The airline's board has unanimously backed an offer from Australia's Macquarie Bank-led consortium, Airline Partners Australia, of 5.60 dollars per share.
The consortium, which includes US private equity giant Texas Pacific Group, Canadian investor Onex and Australia's Allco Finance Group and Allco Equity Partners, believes it meets the foreign ownership conditions of Australian law. It has submitted the deal to the Foreign Investment Review Board which will determine whether Australian shareholders hold at least 51 percent of the company as stipulated under the Qantas Sale Act.
Howard is under pressure to use the foreign investment rules to impose conditions on how the airline is run amid fears the deal will lead to cuts to jobs and regional services.
But he said the government would face a savage backlash from the business community if it attempted to intervene in the sale.
"The point I have made repeatedly is that in the end you can't have a situation where the government decides whether or not people who own shares in a particular company can sell those shares," Howard told Nine Network television.

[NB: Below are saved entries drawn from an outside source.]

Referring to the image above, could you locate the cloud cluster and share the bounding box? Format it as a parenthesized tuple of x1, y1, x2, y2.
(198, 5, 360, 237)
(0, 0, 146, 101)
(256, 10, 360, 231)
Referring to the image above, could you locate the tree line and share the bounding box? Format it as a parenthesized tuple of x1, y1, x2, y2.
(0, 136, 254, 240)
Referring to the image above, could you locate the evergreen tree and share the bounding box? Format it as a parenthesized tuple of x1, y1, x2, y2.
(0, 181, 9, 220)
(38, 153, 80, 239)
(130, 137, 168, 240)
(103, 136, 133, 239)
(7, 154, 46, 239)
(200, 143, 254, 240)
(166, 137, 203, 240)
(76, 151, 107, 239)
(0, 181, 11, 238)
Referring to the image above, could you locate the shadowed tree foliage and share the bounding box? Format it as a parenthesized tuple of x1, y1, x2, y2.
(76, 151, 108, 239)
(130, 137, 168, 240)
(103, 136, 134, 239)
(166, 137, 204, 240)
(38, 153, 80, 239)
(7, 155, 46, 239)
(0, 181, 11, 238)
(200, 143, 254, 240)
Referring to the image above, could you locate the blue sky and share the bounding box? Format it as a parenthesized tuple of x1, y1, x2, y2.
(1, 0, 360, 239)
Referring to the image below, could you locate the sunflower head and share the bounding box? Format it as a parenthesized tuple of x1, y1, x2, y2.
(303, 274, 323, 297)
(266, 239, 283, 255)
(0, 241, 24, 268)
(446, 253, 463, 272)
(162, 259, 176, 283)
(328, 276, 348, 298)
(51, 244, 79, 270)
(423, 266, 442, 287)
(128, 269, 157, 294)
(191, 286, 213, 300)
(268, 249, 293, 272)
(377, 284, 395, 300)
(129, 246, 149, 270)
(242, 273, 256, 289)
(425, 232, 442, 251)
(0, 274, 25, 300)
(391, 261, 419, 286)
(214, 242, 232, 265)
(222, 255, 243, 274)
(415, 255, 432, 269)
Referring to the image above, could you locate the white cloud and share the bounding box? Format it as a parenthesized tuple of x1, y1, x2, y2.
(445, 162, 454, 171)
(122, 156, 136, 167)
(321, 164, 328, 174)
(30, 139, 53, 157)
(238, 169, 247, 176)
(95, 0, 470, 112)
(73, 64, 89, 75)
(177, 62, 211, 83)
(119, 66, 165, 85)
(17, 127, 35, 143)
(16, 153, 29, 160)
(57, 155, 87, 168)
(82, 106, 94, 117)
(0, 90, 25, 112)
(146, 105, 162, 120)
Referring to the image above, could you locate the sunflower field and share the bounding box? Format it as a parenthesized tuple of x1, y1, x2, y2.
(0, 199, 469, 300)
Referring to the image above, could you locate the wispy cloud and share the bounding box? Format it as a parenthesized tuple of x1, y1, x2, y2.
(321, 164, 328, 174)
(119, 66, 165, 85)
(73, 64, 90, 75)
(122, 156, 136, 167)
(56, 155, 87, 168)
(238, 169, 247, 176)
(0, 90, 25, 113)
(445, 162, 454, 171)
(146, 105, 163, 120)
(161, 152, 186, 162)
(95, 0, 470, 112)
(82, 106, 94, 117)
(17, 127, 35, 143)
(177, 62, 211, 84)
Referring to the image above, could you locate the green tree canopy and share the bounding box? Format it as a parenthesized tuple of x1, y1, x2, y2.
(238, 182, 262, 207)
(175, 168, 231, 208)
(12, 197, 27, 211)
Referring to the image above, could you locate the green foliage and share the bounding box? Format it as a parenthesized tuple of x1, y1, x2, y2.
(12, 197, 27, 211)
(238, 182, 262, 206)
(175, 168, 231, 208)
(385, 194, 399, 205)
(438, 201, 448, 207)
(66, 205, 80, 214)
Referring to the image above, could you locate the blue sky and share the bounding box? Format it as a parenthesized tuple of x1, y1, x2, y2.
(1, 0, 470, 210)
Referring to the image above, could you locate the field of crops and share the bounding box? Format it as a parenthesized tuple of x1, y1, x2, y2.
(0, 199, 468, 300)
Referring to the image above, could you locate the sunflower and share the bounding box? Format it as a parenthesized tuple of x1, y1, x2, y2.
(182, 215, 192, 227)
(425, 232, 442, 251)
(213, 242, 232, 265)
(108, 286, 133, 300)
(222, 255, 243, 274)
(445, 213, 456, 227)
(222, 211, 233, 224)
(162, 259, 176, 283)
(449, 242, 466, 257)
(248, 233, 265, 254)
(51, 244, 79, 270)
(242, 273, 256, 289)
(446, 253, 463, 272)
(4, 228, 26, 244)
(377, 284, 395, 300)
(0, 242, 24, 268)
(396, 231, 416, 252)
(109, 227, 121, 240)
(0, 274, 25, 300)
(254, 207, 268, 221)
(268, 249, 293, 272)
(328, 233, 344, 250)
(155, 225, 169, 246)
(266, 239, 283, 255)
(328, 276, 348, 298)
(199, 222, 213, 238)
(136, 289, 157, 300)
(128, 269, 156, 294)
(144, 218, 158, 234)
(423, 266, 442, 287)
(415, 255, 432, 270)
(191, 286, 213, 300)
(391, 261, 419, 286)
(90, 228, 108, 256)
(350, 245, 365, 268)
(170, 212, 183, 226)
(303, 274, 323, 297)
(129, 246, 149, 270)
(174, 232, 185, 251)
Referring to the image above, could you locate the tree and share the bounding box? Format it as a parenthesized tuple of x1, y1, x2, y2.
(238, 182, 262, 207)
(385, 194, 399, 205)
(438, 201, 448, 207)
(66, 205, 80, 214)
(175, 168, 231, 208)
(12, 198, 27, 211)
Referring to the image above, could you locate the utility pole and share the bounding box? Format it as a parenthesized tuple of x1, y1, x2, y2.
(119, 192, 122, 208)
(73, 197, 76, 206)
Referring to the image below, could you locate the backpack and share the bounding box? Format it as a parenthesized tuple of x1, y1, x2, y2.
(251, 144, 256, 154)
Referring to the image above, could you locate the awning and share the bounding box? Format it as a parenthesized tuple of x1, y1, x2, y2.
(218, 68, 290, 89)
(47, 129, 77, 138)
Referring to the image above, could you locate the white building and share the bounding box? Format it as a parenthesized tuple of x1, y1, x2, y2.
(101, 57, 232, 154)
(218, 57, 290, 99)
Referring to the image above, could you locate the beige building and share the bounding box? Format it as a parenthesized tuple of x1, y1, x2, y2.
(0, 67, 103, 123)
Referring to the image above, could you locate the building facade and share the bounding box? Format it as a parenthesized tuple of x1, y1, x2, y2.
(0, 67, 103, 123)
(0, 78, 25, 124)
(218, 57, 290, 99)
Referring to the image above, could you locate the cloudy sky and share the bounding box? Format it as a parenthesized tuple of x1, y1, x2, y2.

"Once you go down that path, then I think you begin to alter in a quite major way that nature of the economy that we operate in.
"We cannot have governments deciding which shares can be sold and which can't and in the end that is what some people are advocating."
The prime minister also ruled out seeking to cut the deal's heavy debt levels.
Treasurer Peter Costello, who has the power to block the sale if it does not meet the national interest, has said the Qantas board should be concerned about the 70 percent debt level proposed by the consortium.
But in an interview with The Australian Financial Review, Howard said the government would not interfere in legitimate commercial decisions.
"You set down some rules and people operate within them. I don't believe they should be inappropriately used -- they are foreign investment rules, they are not company management or company gearing-ratio rules," he said.